Our belief in natural law is not impaired by the fact that the results of this intuition are not necessarily identical in everyone’s mind, always and everywhere, nor by the fact that centuries were needed before people recognized the good and evil of their various actions and institutions – before they admitted, for example, that torture is evil and equality before the law good.  This has also been the case with many discoveries in empirical science: it took centuries before people realized that their ordinary intuitions were wrong: that the sun does not revolve around the earth, or that a force is not necessary to cause movement, or that events are never absolutely simultaneous.  All these erroneous beliefs were natural and understandable.  So why should we not accept that the principles and norms of natural law reveal themselves to us
gradually: that we must go through a process of growth before we understand certain moral truths and laws and recognize them as such?  (Although it should be said that since antiquity there have been people who preached those principles and norms with full conviction – without, however, gaining universal approval.)

******

There is no reason to accept the nihilistic doctrine that because various contradictory norms have been accepted and applied at various times and in various places, they are all, in terms of Reason, equally justified, which is to say equally groundless.  While belief in natural law does not – I repeat – require belief in the existence of God as a necessary premise, it does require the belief in something that one might call the moral (in addition to the physical) constitution of Being – a constitution that converges with the rule of Reason in the universe.

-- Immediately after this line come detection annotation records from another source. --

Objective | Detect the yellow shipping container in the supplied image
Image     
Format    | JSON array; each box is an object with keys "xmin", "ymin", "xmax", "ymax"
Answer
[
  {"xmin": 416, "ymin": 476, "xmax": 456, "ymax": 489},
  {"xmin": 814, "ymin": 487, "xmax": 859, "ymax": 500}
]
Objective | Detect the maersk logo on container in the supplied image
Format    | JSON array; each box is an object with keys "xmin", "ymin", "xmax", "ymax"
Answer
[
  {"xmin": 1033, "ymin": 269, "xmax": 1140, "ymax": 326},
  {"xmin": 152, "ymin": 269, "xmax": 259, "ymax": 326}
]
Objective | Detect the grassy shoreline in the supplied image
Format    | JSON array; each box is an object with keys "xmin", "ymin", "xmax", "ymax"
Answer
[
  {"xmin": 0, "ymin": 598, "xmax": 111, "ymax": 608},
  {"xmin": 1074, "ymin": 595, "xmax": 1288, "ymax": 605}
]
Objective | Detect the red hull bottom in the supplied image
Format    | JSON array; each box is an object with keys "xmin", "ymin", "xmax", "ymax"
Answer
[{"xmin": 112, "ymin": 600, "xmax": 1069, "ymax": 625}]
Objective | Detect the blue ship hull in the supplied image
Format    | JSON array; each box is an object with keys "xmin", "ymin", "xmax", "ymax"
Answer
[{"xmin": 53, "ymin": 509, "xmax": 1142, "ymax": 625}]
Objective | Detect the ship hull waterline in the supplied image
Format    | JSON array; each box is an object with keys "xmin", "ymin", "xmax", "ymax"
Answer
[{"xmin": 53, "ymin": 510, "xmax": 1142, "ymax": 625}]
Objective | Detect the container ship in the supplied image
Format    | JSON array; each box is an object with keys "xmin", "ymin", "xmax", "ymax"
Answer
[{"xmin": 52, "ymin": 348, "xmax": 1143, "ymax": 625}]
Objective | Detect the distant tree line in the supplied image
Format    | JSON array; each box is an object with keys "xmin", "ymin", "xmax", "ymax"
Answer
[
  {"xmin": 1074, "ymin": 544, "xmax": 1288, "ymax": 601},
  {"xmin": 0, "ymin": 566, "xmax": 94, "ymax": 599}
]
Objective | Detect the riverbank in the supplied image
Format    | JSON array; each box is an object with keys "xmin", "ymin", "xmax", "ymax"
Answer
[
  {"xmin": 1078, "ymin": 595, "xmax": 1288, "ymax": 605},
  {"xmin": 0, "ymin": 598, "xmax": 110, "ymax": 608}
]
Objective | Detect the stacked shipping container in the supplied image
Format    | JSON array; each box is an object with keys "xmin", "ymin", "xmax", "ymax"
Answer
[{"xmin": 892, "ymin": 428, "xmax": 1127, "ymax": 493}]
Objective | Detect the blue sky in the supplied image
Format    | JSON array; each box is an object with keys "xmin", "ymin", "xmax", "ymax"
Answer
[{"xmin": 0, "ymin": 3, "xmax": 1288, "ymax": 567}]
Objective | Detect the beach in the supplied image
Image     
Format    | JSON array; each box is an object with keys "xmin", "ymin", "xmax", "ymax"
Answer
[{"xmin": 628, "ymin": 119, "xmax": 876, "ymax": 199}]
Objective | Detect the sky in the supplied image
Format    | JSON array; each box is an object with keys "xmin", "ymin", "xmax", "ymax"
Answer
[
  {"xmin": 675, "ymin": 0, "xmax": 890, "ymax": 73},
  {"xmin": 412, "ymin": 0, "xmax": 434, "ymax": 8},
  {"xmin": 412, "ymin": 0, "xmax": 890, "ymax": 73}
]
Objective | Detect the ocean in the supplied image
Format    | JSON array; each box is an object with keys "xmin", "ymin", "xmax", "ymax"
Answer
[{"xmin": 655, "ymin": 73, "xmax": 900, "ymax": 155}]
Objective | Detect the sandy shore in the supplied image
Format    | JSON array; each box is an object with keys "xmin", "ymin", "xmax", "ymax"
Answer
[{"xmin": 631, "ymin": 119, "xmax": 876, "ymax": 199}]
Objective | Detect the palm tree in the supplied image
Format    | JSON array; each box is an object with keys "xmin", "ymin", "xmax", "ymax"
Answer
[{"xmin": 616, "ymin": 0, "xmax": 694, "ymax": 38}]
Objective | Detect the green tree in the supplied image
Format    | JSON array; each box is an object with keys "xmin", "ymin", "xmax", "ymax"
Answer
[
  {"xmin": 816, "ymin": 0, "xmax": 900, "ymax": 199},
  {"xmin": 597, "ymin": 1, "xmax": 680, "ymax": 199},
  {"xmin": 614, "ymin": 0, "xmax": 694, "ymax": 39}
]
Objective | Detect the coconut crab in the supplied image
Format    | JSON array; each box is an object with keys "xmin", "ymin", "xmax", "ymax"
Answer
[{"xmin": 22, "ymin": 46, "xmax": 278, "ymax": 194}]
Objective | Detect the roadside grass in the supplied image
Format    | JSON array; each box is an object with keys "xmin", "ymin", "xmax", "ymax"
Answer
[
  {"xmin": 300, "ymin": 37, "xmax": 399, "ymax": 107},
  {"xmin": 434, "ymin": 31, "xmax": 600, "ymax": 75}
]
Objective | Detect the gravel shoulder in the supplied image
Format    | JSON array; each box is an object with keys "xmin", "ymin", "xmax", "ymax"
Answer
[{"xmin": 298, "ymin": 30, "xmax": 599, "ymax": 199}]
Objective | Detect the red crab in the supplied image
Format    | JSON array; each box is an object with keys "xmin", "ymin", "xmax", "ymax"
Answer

All the evils of the human world, its endless stupidity and suffering, cannot
impair our belief in natural law in this sense.  Two other realms of
intuition – perception and mathematics – also require suppositions that cannot be proved but are indispensable for the knowledge we acquire by these intuitions.  Our life as rational creatures occurs in a realm that is
constructed with the aid of various non-empirical but fundamental courts of
appeal, among them truth and goodness.  Nor need our belief in natural law
be impaired by the fact that it is not universally observed.  This fact
was well known to Seneca and Cicero, to Gratian and Suarez, to Grotius and
Kant, but it did not weaken their conviction that the rules of natural law are
valid, no matter how often they are violated.